Some people think it's called 'The Grist' as in 'grist to the mill' due to the mill being where Select Convenience now is,
but Grist is pronounced as in 'Christ', due to a monastery that once stood here (see Cross House). Maybe we'll never know for sure.
The pic above is of the area in the 1920s, pretty much the same as today except on the left is the office for the weighbridge.
And a fascinating photo below from the 1940s. You can see a shed for use by the Home Guard and a Pill Box outside the Fountain Inn, which years later would have made a good smoking shelter!
Methodist minister John Welsey (1703-1791) is said to have preached in this area, and in the 1940s (see pic above) the home guard was here.
The Grist water pump was the nearest to Dylan Thomas' first home in Laugharne - Eros on Gosport St - and he would often be seen collecting water wearing a dressing gown, smoking a cigarette. Caitlin, his wife, could roll them single-handed on her thigh.
The river regularly comes up over the Grist at high tide, and on New Years Eve locals assemble in this area to sing Auld Lang Syne.

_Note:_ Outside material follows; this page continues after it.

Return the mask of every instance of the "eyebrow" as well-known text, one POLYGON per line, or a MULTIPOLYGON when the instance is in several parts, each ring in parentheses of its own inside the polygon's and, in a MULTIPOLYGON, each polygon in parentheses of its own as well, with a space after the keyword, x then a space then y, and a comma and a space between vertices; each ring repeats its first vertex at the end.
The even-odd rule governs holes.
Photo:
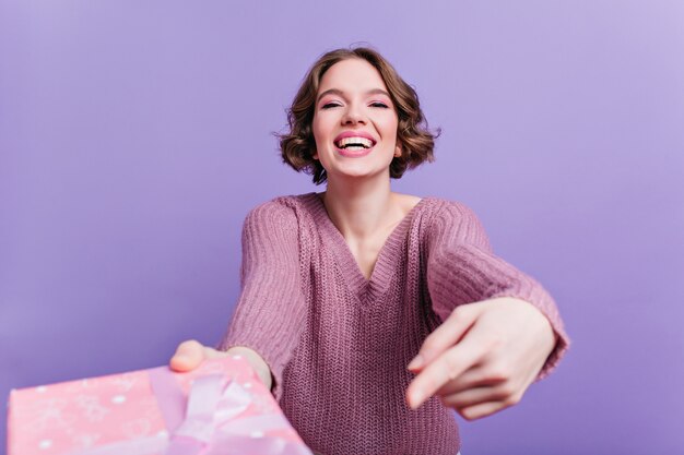
MULTIPOLYGON (((339 88, 329 88, 326 92, 322 92, 320 95, 318 95, 318 98, 316 98, 316 103, 320 101, 320 98, 322 98, 326 95, 330 95, 330 94, 334 94, 334 95, 339 95, 344 97, 344 92, 342 92, 339 88)), ((373 88, 369 89, 368 92, 366 92, 366 95, 385 95, 388 98, 392 99, 392 97, 389 95, 389 93, 385 92, 382 88, 373 88)))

Laugharne had no coal, so no copper, tin or steel works. The industrial revolution passed it by and the township remained much as it was for centuries.
But as it didn't grow with industry it was prone to poverty which led to resentment felt by 'Down street' - basically a fishing village, to those living 'Upstreet' in the grander houses.
Above is a view from the 1960s with the Rose and Crown pub (now Arthur's) on the right, the Cockle Factory straight ahead,
and the roof of The Corporation pub just visible. You can see the Cockle Factory is in a bad state of repair.
The Grist would have been the hub of gossip just a few decades ago. Laugharne has it's own unique dialect. 'Buh' for boy is still heard. 'Thou' less occasionally. A cormorant is a billy-ducker, a chaffinch is a pink, a heron a Billy Beynon and a lizard is a 'cutty emmock'!
An old saying was 'never sell a pig by weight while gooseberries hang on the trees'.
Whether gooseberries were sold by weight when pigs were in the trees no-one knows.
Here's the Grist in the early 1900s. Note the river - that's the Mackerelle Lake which was later culverted. Also visible are the Fountain Inn and Fern Hill.
The Grist in 1953, which is how Dylan would have known it.
A more up to date photo of the Grist in the snow, from 2013.
Choice's Gifts was J.E. & M.O. Jones' grocer's shop in the 1960s. The long-standing Owl and the Pussycat restaurant is next door. Across the square is the Castle View Fish & Chip shop, and the two Grist pubs have their own features.
Below is one of the most famous pictures taken in Laugharne that's not of Dylan Thomas.
Philip Jones Griffiths took the photo in 1959 of Merisa Brace (who became Tommy Watts wife) in the centre, Yvonne Williams and Derek John.
Years later the photographer went back to Laugharne to try and track down his subjects. He went into Brown's, showed the photograph to some people and said 'I am trying to find out where these children are now'.
'You don't need to look any further because I'm here', said Merisa Watts from behind the bar.